I was in the local animal food place when I overheard someone asked about mushrooms for a dog with cancer. I can't ignore conversations like that and so I joined in -- and that is how I met a woman and her German Shepherd who had recently been diagnosed with lung cancer (the dog not the woman). 

This woman was desperate. She had that deer in the headlight look - I recognized it well. The local veterinary internal medicine specialist had told her there was nothing to be done and the dog was going to die -- and so long.

And so she was looking for mushrooms and buying fermented goat's milk and getting advice about feeding organ meats - anything that might give her what that veterinarian had so cruelly stripped away: Hope.

I have a terminally ill dog right now: Zoey. Diagnosed with Lymphoma last May, she became critically ill with a relapse last month and I thought we would lose her. It was terrifying; I think we were at her veterinarian's office at least 50% of the days in October for one thing or another.

Given all that, I want to tell you that I have never stopped hoping. Ever. Hope sustains me. 

FYI: Zoey is not alone -- every one of us has a terminal condition called Life. Does that reality stop you from hoping for more good things?!

When your dog is terminally ill, the things you hope for change. I hoped that Zoey could chase more balls -- and she does.

I hoped Zoey could do fun things -- like have a GIANT pupachino from Starbucks -- and she does.

I hoped that we have more time - and we do.

I continuously hope that Zoey can be happy and comfortable and enjoy her life -- check, check, and check.

None of these things just happen simply because I hope -- rather, my hopes for Zoey provide a direction for her (palliative) care. Together with her truly outstanding veterinary team, Zoey's life demonstrates that even in the face of a terminal diagnosis, there is SO MUCH that can be done.

Remember this: When CURING isn't an option, you have to bring out your A Game and change things up...

And being a caring and compassionate professional means you help people find new ways to hope, even if very short-term. You do not land yet another sucker punch by telling someone there is nothing that can be done and sending them on their way to desperately search for anything that might help -- and to pour out their questions, confusion, and sorrow to random strangers at the dog food store.

Even when death is the only reasonable option, there are still things to Hope. No pain, peace, easy transition, loving people around, etc. Although there often isn't a cure or even more time, there is always something that can be done.

I think we sometimes forget that *caring* is something. In fact, it is everything.


by CA Heidi on Fri, 11/24/2017 - 11:30

Mary-Ann, you know my heart better than most on this subject, having done so much for me and my breaking heart with Harley. I guess I can just say I so very much agree with you.


by Barbz on Fri, 11/24/2017 - 13:04

Can't love this enough!
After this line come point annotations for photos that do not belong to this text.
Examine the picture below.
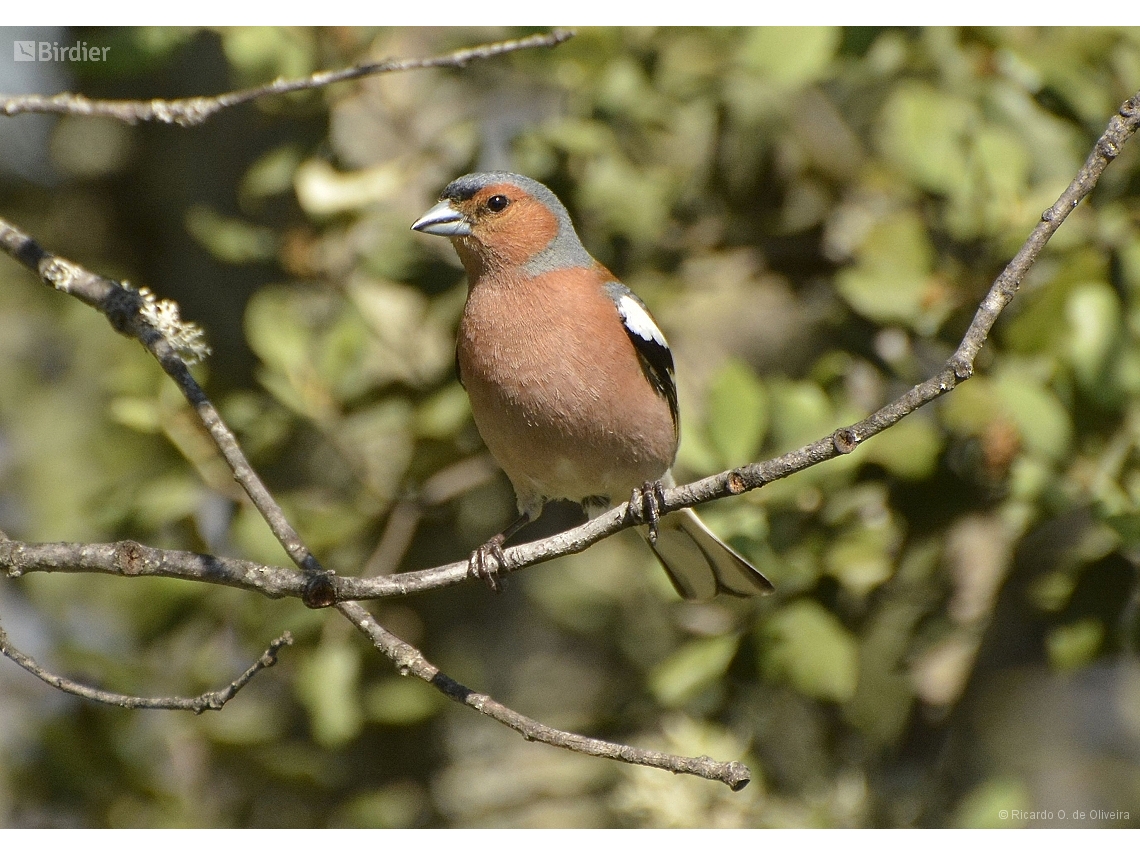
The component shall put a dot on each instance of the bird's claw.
(486, 562)
(645, 506)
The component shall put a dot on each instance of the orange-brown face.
(509, 227)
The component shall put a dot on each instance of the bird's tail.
(700, 564)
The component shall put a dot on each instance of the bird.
(570, 379)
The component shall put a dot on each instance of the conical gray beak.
(442, 220)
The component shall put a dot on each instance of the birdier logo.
(53, 51)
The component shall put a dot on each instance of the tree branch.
(410, 661)
(125, 308)
(198, 705)
(189, 112)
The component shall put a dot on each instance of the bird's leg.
(486, 561)
(645, 506)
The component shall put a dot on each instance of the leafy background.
(812, 213)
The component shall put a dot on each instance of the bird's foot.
(486, 562)
(645, 506)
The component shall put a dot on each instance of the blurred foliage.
(813, 214)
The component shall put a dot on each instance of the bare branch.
(198, 705)
(410, 661)
(129, 312)
(195, 111)
(123, 307)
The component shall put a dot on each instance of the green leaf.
(692, 668)
(994, 805)
(327, 684)
(794, 55)
(738, 413)
(807, 646)
(1075, 645)
(892, 279)
(1093, 315)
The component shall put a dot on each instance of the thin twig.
(410, 661)
(198, 705)
(195, 111)
(123, 310)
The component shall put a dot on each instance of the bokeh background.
(813, 216)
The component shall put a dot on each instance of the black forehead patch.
(464, 187)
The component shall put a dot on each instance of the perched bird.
(570, 380)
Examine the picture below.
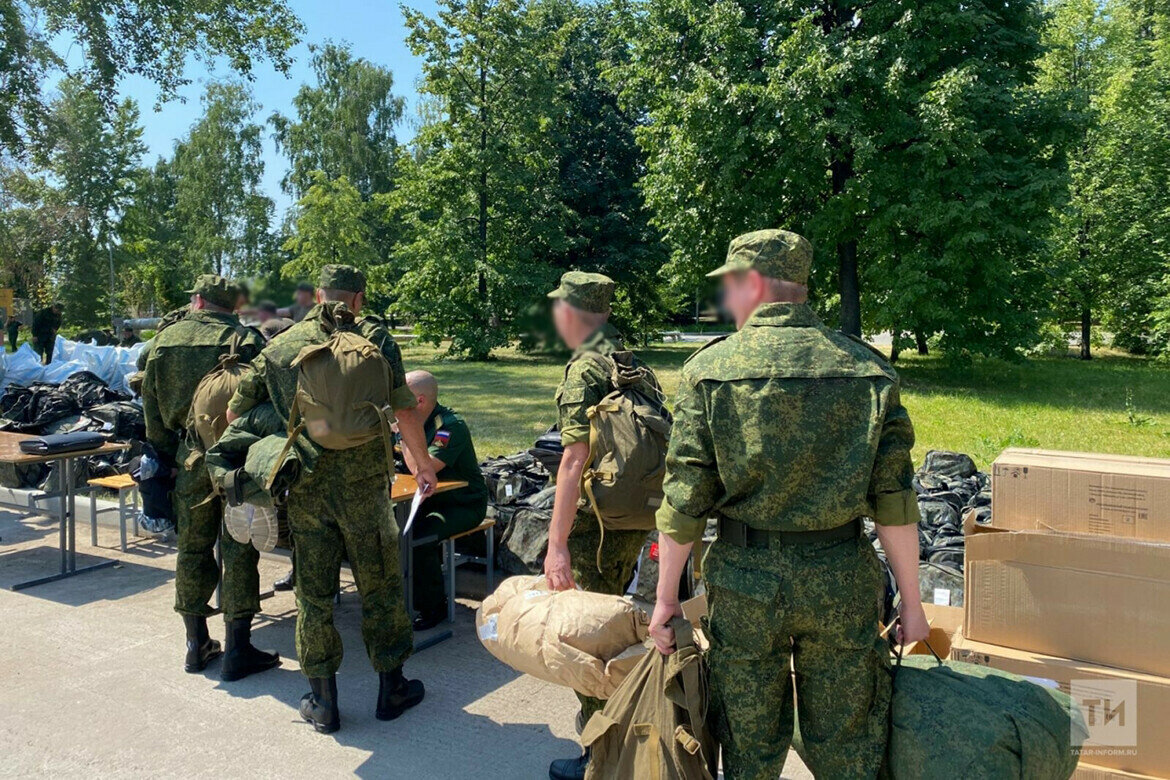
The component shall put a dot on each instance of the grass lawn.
(1113, 404)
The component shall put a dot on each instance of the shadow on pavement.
(445, 727)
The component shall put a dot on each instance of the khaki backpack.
(630, 430)
(343, 391)
(654, 726)
(207, 416)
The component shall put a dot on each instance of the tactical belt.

I'm so happy Zoey is getting more quality time and is surrounded by love and hope.

by Lynn on Fri, 11/24/2017 - 17:44

It doesn't take so much to extend a hand in kindness, but it is something that doesn't happen often enough. My anguish over getting the worst diagnosis ever for Floyd was magnified by the person rolling down her window to ask for my parking spot as I am crying and trying to get my dog that had just collapsed into my car. So much riles around in me when I see that parking spot. You gave the woman something so simple, kindness. I hope that is what sticks in her mind along with HOPE rather than the negativity of the vet.

by Sue N on Sat, 11/25/2017 - 10:12

This is such a great blog, and I agree so much. I honestly didn't realize just how much hope sustained me until a few weeks ago when 2 hours before our meeting with the oncologist to discuss the next plan for Chance and his lymphoma she sent me an email saying that I should be grateful for the time I had, was lucky I got so much, and while there were probably more things that could be done, should we, because we need to consider the dog. Basically she was giving up on us all. I was sick to my stomach.

Then she saw him - being his charming, energetic, JOYFUL, self - and somewhat changed her tune, but by then the damage was done for me. She didn't get us and what we were doing. We were hoping for all the things you said above, and all with only one thing in mind, the quality of life for Chance.

On our next visit we were able to see a new oncologist who seems to be a better fit for us. Once again hope is returned and I immediately felt better. Not that we will cure him, I know that isn't going to happen, but that we have someone we can work together with to get as many great days as possible, limit the lousy days, and who we can talk to about finding a way to keep him comfortable when there is nothing else that can be done to stop the lymph nodes from growing so big they make it hard for him to breathe. Just knowing we have that support, and the return of hope, has made a big difference to me and how I manage each day.